В том, что ужас внушает мне Артур, я ничуть не сомневалась. Сама я паническими атаками никогда не страдала, да и не бывает таких мощных атак на ровном месте. Значит, даже в таком состоянии он решил не оставлять меня в покое, главное, непонятно, как сумел так быстро очухаться от наркоза. Хотя, что мне за дело до этого сейчас. Нужно отползать от дома, пока не получила инфаркт. Но идти-то я как раз не могла, колени превратились в кисель.
Я попыталась сообразить, что теперь делать. Может, добраться до детской площадки и пересидеть там на скамеечке, пока наваждение не схлынет? Может, у Артура это бессознательно выходит, в бреду, и скоро прекратится?

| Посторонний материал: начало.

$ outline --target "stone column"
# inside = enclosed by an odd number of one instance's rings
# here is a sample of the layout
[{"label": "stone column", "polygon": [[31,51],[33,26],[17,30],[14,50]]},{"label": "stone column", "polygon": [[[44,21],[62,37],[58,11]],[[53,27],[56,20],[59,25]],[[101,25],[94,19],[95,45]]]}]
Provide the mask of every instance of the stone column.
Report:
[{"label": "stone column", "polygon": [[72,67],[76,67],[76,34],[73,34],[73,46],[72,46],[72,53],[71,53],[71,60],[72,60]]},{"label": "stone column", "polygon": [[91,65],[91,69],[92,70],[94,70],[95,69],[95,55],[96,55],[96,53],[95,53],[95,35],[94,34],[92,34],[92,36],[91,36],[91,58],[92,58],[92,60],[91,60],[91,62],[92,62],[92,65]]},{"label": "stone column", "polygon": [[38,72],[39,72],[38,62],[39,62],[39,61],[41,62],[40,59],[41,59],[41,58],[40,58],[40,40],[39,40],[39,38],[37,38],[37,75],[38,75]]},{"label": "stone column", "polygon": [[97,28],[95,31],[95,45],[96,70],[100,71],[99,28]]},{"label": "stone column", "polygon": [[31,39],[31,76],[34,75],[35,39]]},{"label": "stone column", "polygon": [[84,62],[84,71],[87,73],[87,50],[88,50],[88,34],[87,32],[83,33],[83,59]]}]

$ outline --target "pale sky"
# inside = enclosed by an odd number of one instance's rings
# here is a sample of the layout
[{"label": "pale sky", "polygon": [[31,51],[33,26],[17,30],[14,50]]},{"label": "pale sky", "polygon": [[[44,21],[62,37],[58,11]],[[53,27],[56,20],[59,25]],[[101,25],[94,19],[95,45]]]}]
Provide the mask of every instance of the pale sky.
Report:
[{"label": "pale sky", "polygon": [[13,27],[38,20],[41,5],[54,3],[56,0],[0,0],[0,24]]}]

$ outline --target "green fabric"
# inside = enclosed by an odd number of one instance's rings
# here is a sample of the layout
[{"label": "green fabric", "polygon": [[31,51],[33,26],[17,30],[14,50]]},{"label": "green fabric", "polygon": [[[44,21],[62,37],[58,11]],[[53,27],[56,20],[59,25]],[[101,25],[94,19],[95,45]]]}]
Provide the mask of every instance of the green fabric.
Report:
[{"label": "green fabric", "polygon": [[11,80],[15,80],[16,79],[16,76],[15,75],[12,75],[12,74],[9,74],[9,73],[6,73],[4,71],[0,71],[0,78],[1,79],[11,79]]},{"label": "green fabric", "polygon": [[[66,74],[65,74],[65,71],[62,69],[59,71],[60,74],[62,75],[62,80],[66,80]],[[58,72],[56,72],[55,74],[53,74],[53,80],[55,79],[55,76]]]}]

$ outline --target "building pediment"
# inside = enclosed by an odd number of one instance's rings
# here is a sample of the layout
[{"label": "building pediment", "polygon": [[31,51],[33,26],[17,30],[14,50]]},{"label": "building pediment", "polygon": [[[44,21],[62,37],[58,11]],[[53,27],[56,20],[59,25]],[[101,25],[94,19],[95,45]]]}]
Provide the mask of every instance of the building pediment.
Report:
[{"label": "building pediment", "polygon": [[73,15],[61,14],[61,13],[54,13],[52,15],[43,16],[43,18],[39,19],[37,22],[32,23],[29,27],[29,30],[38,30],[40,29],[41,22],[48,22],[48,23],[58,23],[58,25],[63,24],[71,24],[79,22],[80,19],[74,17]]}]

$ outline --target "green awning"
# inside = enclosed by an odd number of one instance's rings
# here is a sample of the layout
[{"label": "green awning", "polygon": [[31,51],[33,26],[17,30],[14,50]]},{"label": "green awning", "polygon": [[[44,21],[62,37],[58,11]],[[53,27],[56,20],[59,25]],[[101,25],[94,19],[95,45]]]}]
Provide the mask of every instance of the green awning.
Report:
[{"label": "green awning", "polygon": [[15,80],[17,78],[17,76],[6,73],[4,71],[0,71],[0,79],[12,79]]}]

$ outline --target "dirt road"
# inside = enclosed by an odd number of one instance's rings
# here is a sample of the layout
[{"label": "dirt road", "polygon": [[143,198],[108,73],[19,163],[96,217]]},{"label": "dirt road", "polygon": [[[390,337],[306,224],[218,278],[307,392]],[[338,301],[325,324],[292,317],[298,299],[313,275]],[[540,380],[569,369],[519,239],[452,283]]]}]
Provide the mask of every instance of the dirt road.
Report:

Едва я подумала об этом, как в голове словно что-то переключилось, ужас не исчез, но немного отступил, дав место острому желанию: немедленно ловить машину и ехать домой к Дятлову. Нет, это уже ни в какие ворота не лезло! Артур не послал бы меня к своему сопернику. А я, конечно, всегда рада видеть Сашку, но не настолько, чтобы мчаться к нему среди ночи, шокировать его родителей и пытаться объяснить, что со мной произошло. Хотя он поймет, всегда понимал.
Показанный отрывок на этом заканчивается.